In truth, Kaine and Obama are mistaken. There is nothing particularly nefarious about super-PACs, which are simply incorporated entities formed to influence elections. Countless groups do precisely that all the time—including newspapers such as The Washington Post and The New York Times.

When politicans complain about "outside groups" meddling in electoral politics, what they really mean is that they want to control the debate. Consider the case of Seattle radio hosts Kirby Wilbur and John Carlson, whose on-air support for an anti-tax initiative a few years ago riled local government leaders who favored higher taxes. The officials went after Wilbur and Carlson; a judge ruled that the radio hosts' support for the ballot measure amounted to an in-kind contribution, and issued an injunction.

Wilbur and Carlson eventually prevailed, thanks to the "media exemption" in Washington's campaign-finance laws. That media exemption, like others around the country, is a double standard that exists for one reason only: to preserve the First Amendment rights of media corporations that otherwise would be silenced by the campaign-finance restrictions that seek to silence all other incorporated entities.

What makes the Washington case—and others like it—particularly interesting is this: The original rationale for campaign-finance restrictions was preventing corruption: Limiting contributions to candidates would keep them from being bought. Now campaign-finance laws apply even to ballot measures – initiative and referenda – where the possibility of corruption is nonexistent: ballot measures can't be bribed.

Silencing "outsiders" is just what Kaine sought to do when, in December, he "offered to reach an agreement to eliminate any involvement by outside groups." How, precisely, was he going to do that? Would he have tried to silence, say, The Washington Post editorial page, which is all but sure to endorse him? Or would he have included a double standard exempting media corporations? Prudently, he didn't say.

Now Kaine complains that "third parties filling the airwaves get to hide behind a cloak of secrecy," while he prefers "transparency." Transparency is indeed good. But you also could make a strong case against any transparency at all. If the goal is to prevent corruption—trading favors for cash or indirect help such as third-party advertising—then one way to achieve the goal would be to make all campaign contributions anonymous. Right now, Kaine knows that, for instance, his campaign received $55,000 from the International Brotherhood of Electrical Workers. If he had no idea where the money came from, it wouldn't matter how much anyone gave.

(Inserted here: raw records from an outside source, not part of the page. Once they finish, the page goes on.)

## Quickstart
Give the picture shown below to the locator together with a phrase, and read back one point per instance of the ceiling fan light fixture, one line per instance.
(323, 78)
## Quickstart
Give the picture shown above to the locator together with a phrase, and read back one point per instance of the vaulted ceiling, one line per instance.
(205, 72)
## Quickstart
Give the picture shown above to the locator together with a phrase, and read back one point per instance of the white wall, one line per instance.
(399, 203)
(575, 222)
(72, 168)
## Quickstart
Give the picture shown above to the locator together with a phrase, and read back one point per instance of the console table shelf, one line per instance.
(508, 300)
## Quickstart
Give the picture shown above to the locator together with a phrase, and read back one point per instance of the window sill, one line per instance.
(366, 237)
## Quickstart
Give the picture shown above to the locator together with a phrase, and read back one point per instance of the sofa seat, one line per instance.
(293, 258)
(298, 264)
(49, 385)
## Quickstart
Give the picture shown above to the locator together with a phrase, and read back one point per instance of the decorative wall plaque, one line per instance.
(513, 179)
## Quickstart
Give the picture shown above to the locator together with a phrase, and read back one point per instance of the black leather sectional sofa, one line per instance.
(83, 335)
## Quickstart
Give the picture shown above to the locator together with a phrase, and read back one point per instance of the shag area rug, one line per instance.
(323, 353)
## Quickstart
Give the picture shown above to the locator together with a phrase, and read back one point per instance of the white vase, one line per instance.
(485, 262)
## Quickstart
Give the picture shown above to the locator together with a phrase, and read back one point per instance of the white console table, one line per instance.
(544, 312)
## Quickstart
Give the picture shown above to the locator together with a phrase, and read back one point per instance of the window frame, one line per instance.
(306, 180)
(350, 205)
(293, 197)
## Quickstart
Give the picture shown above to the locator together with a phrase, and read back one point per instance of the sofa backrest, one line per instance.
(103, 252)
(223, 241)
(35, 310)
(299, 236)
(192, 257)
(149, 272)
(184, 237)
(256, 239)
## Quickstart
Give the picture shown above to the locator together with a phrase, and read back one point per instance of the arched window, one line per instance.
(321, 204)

But he does know where the money came from. How many Democrats think that makes Kaine corrupt? Precious few, is the wager here. And precious few think the pro-Kaine super-PAC will corrupt him, either. And they're right.

As former Federal Election Commission chairman Bradley Smith observed last month about Obama's super-PAC, this fatally undermines the case for campaign-finance restrictions: Probably no Democrat thinks Kaine is going to change his position on public policy or his vote on judicial nominees because of the money he got from the IBEW or anyone else. And no Democrat thinks his own voice will be "drowned out" by the Kaine super-PAC's creation of an ostensibly "unlevel playing field."

"Nobody on the left really believes what they always say about campaign contributions and spending," Smith concludes. "The 'reformers' do not believe money is corrupting. Rather, they believe that their political opponents are corrupt."

Exactly. My side drives fast because it's in a hurry. Your side is just a bunch of jerks.